La non-violence : l’appel du Pape François à l’occasion de la 50e journée mondiale pour la paix
Le pape François a fait de la non-violence le thème de la 50e journée mondiale de la paix, qui se tiendra le 1er janvier 2017. Célébrée depuis 1968, la journée de la paix est une initiative de l’Eglise catholique relayée par l’ONU, à l’occasion de laquelle le pape adresse un message aux dirigeants politiques du monde entier sur des thématiques sociales et environnementales.
François, qui avait choisi en 2016 l’éloquente exhortation « Gagne sur l’indifférence et remporte la paix », adresse en cette fin d’année un vigoureux appel à la non-violence (texte intégral ici). Sans naïveté ni esprit de démission, comme il le dit lui-même, mais en prenant un chemin autrement plus exigeant : convertir le cœur des hommes à la non-violence.

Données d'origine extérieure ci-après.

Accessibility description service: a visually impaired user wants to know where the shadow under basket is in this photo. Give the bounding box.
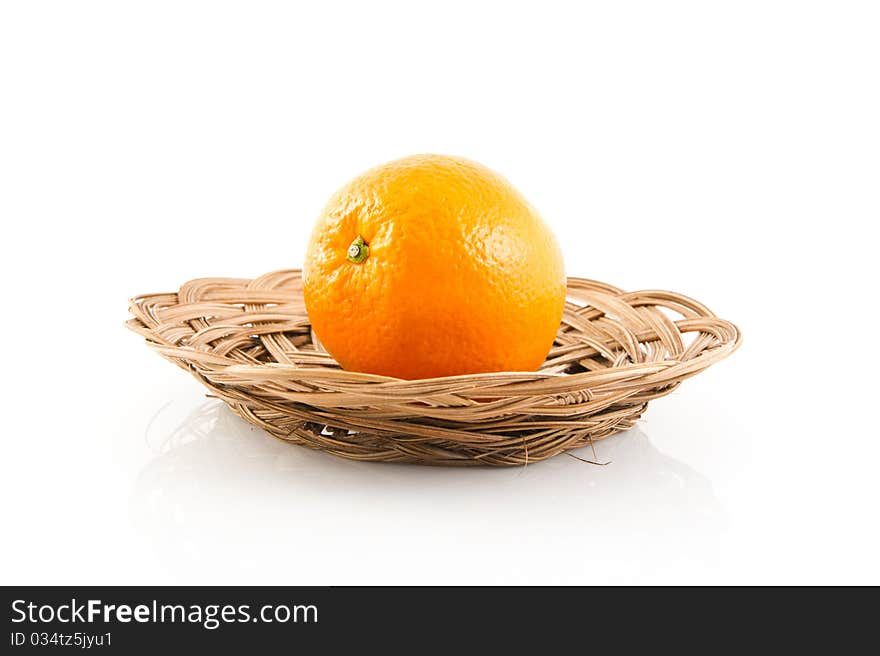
[127,270,741,466]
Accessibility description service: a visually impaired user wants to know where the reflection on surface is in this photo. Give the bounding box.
[132,401,723,584]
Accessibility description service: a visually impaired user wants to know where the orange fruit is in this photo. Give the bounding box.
[303,155,565,379]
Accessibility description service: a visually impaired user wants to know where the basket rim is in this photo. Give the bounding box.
[125,269,742,386]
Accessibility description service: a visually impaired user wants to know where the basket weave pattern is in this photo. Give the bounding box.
[127,270,741,465]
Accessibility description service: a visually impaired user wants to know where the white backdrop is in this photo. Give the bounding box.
[0,0,880,584]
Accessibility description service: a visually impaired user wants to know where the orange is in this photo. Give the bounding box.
[303,155,565,379]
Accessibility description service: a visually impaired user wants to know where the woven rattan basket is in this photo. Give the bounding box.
[127,270,740,465]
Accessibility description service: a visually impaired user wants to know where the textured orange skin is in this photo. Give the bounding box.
[303,155,565,379]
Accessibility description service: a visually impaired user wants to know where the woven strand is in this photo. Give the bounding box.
[127,270,741,466]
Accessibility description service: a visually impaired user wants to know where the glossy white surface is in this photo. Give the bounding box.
[0,2,880,584]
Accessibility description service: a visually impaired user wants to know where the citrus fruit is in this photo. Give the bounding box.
[303,155,565,379]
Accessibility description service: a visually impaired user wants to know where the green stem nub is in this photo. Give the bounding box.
[345,235,370,264]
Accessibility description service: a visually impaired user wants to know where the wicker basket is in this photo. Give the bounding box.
[127,270,741,465]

« Faire la non-violence active notre style de vie »
La définition donnée par le pape à cette notion emblématique de grands combats politiques du XXe siècle est originale : la non-violence est d’abord affaire de conversion personnelle. On retrouve là un leitmotiv du pape François, attentif à impliquer tous les hommes et chaque homme dans le combat pour transformer la société. Combat cosmique ? Peut-être, mais, comme le souligne le pape, « le champ de bataille sur lequel s’affrontent la violence et la paix est le cœur de l’homme ». La famille, autre thème cher au pape François qui lui a consacré une encyclique au printemps dernier, est directement impliquée dans ce combat : car si la violence sort d’abord du cœur de l’homme, l’éducation à la non-violence ne peut débuter que dans le cadre des familles. La construction de la paix commence entre les murs des maisons, au sein des familles. A ce prix-là seulement, elle peut devenir un principe actif.
« La violence profane le nom de Dieu »
Autre raison derrière le choix de ce thème pour la journée de janvier 2017 : sa dimension interreligieuse. Car la non-violence, pour le pape François, est un patrimoine commun des religions. Dans un climat de tensions religieuses extrême à l’échelle de la planète, le pape condamne avec force toute action violente menée au nom de Dieu, en faisant une forme de blasphème. La dénonciation, très forte, s’appuie sur l’un des messages clés de ce pontificat, qui est l’association de Dieu à la miséricorde, au pardon et à l’amour. Aux chrétiens, il est proposé en particulier de méditer sur le célèbre verset du pardon aux ennemis, la « Magna Carta de la non-violence chrétienne » (Mt 5, 38-48).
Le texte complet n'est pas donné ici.